Él espera que no le pregunten mucho sobre su vida, menos si posee movilidad propia. Si hay que atender al público prefiere que sea detrás del mostrador, no en la caja. Algo sencillo y repetitivo: ¿cuántos pancitos dijo? ¿Budín? Recién para el sábado. Son tres mil pesos la docena de facturas, allí la cajera le cobra. Gracias. Gracias. Gracias. Gracias. Gracias. Por favor. ¡Por favor, que el nene no toque los cañoncitos! Gracias. Lleva tanto tiempo en el asunto que no confía ni siquiera en lo que le dicen sus ojos. Pone cara de póker, se arrima al borde de la olla. Relaja la mandíbula. Revuelve por última vez el líquido burbujeante y espeso. Compone la cara más amable de la que es capaz, empuja la puerta.
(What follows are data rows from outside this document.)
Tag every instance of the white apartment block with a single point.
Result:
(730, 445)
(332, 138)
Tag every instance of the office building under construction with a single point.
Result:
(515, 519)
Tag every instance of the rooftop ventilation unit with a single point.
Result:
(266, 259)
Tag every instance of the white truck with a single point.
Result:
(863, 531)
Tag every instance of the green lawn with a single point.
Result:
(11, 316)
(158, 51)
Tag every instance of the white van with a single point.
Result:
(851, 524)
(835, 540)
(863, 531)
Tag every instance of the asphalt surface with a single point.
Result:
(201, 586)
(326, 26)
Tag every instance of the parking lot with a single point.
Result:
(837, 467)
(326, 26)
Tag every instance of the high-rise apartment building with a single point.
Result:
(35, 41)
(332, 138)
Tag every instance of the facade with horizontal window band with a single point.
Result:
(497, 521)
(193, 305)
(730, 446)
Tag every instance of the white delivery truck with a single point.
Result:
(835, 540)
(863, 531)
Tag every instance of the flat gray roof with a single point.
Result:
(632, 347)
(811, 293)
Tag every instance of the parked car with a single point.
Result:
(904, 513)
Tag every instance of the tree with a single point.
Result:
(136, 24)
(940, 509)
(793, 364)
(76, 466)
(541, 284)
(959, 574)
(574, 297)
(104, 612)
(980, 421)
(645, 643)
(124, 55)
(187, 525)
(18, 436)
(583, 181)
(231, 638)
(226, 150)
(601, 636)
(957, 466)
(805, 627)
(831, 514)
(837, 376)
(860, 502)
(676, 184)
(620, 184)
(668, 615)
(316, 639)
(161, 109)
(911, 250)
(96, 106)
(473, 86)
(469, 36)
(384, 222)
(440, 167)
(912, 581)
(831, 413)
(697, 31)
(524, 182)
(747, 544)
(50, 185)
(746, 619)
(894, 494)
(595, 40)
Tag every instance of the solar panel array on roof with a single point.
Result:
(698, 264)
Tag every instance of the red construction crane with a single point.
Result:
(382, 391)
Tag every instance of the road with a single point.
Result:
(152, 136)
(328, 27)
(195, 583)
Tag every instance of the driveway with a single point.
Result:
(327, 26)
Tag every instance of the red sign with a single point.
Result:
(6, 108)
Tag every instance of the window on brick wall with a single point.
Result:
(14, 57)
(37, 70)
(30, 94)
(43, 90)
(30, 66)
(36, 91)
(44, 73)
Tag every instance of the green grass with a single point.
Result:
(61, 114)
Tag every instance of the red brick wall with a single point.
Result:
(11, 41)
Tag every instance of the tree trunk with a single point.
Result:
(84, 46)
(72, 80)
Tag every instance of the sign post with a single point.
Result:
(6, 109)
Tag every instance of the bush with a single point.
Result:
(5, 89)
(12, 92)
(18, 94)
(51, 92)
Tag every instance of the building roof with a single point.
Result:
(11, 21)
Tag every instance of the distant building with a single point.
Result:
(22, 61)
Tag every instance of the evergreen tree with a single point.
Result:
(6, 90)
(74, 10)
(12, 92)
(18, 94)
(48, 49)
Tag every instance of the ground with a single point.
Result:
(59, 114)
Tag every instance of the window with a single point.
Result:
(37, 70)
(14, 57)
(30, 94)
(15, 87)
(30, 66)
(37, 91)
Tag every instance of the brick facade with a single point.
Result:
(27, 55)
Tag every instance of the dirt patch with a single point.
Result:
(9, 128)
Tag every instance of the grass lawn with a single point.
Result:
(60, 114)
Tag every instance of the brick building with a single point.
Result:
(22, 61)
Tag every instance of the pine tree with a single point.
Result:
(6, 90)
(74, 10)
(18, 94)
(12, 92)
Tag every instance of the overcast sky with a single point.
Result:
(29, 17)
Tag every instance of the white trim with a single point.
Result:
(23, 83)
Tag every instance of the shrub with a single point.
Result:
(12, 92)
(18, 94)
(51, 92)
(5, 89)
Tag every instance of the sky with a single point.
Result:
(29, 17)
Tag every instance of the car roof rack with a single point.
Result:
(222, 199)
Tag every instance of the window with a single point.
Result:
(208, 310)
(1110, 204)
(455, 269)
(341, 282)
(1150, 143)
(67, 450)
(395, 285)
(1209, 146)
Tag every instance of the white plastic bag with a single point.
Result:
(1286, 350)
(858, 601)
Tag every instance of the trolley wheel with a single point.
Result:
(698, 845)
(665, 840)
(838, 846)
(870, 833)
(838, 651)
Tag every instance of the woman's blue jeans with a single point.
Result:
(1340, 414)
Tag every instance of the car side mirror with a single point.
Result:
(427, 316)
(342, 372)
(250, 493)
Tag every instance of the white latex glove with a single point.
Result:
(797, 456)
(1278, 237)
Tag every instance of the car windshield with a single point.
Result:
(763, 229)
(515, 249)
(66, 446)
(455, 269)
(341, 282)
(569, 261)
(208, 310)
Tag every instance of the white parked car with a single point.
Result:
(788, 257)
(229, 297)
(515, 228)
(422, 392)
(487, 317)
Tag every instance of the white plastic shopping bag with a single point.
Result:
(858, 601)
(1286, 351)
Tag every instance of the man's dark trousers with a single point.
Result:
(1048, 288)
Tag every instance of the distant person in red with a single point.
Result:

La verdad es que no tengo experiencia en comercios. Pero me adapto y aprendo rápido, soy proactivo. Sí, trabajo muy bien en equipo, no tengo problemas en cumplir órdenes. Sábados, domingos, feriados también en caso de ser necesario; ni un drama. Me acuerdo que compraba acá cuando era pibe, así que siento que soy como de la familia. Debe ser que por eso me tiene visto. Cuando usted diga arranco, si le parece bien mañana. Bueno, comprendo, espero su llamada o mensaje. Estaré listo por las dudas.

Tanto tiempo dedicado a la cocción para que comamos en menos de diez minutos. Mucho menos. Gracias, apretón de mando, palmada en la nunca con una confianza impostada que le revuelve el estómago. Atraviesa el pasillo con zorras que se apilan a los costados. El olor a levadura es el toque final. Pasa junto al mostrador sin que los otros vendedores le presten atención, arrastra los pies, se guía con la mano apoyada contra la pared hasta que siente el vidrio de la puerta batiente. Trastabilla una vez en la vereda, camina hacia el poste de luz, hunde la cabeza entre los brazos y vomita.